They keep them on rabbit hutches and it’s so sad to me when I see a little bunny all alone out in the hutch. These are social animals, they live in social groups in nature and when you keep your rabbit in a hutch in the backyard, it’s like keeping a dog in a dog cage in the backyard. It’s forgotten, no social interaction. Out of sight, out of mind. If you’re lucky, your child or your husband or your wife remembers to feed the rabbit once a day. Sometimes the water gets filthy, bugs get in it, raccoons can get in it.

And there are a lot of other considerations for outdoor rabbits too. In the winter their water can freeze, in the summer the heat can do them in. Rabbits will really succumb quickly from heath stroke, their body temperature is very high to begin with and when the weather is really hot outdoors it’s hard for them to keep cool.

Think about it. They have fur coats on all year round. If you let them out to hop in the yard, very often your neighbors will have used pesticides, which will leach over into your lawn, could be lethal for your rabbit. Owls can come by and snatch it up. Predatory animals. Rabbits can actually die from fear, from a hearth attack. People will come out in the morning and find their rabbit dead in the hutch and they will say ‘I don’t understand why he died. Nothing touched him’ and in fact all that needed to happen was for a raccoon to crawl in that cage and that is so terrifying for a prey animal that they actually can have a hearth attack and die from that. very, very scary thing for a rabbit to be outside in a cage with no opportunity to escape when a predator comes by.

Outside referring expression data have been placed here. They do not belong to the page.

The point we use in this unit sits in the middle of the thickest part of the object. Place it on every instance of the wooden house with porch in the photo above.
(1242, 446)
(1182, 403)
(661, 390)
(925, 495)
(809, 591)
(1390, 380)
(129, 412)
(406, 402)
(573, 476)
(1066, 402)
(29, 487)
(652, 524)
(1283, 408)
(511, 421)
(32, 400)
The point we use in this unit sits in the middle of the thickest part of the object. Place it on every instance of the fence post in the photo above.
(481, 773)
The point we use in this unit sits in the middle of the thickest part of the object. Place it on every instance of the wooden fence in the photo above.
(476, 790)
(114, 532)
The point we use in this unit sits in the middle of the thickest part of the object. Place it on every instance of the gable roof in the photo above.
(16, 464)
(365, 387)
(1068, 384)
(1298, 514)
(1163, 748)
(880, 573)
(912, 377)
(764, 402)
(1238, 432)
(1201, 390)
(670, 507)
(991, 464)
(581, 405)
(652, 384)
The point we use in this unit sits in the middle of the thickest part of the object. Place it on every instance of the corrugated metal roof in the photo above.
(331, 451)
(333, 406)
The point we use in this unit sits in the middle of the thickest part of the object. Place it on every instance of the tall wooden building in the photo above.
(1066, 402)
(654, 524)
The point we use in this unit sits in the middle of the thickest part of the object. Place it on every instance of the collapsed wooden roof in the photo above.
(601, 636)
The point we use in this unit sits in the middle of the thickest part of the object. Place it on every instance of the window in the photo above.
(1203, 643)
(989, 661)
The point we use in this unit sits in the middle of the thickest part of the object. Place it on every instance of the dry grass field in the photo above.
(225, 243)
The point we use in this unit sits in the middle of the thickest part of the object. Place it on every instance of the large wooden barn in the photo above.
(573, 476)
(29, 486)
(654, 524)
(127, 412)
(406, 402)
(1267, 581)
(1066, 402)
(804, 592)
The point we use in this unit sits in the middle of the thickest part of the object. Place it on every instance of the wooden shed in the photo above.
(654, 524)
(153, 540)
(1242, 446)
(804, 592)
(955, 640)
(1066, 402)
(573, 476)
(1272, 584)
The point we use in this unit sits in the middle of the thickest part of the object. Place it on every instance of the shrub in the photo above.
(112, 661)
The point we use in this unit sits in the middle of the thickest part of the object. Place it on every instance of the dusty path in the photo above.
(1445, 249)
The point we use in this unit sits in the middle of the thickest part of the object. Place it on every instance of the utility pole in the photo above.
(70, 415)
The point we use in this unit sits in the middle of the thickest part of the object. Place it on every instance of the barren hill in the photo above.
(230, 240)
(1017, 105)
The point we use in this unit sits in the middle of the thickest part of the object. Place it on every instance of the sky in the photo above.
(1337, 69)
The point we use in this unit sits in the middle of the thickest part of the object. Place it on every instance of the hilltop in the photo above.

And a predator is not just raccoon. It could be a dog or a neighborhood cat. I mean, nothing vicious but just the presence of a predator and a rabbit in a cage where it can’t escape is a bad combination.

One other thing about rabbits outdoors is you never get to see what’s normal for a rabbit. You don’t know its normal activity patterns, unless you have binoculars. You don’t watch their normal activity patterns or what his normal eating patterns. You don’t know how he chews so you won’t know if he’s chewing normally. That’s a big deal. Sounds, rabbits are very, very sound sensitive. You can have a sudden motorcycle start up or thunder. Very, very scary to a rabbit. Even indoor with music blasting, the TV, it drives them nuts.

And when they’re in backyard hutches, they get very little exercise for the most part. Most people don’t let them out or let them out very little. Or they have wire bottoms which bother their feet. Their feet are very sensitive and they’re living on wire bottoms because people don’t want to clean up the poop, they just let it dry through and they don’t realize that their heels are like our elbows. There’s no cushion there and those heels are pressing down on that sharp wire. That can really hurt their feet.

So all in all, it’s a much better idea to keep rabbits indoors, not outdoors. You’ll have a much more satisfactory relationship with your rabbit and you’ll enjoy your rabbit in a way you never will if you consign him to a backdoor hutch. It’s not fun for them and it’s really not fun for you.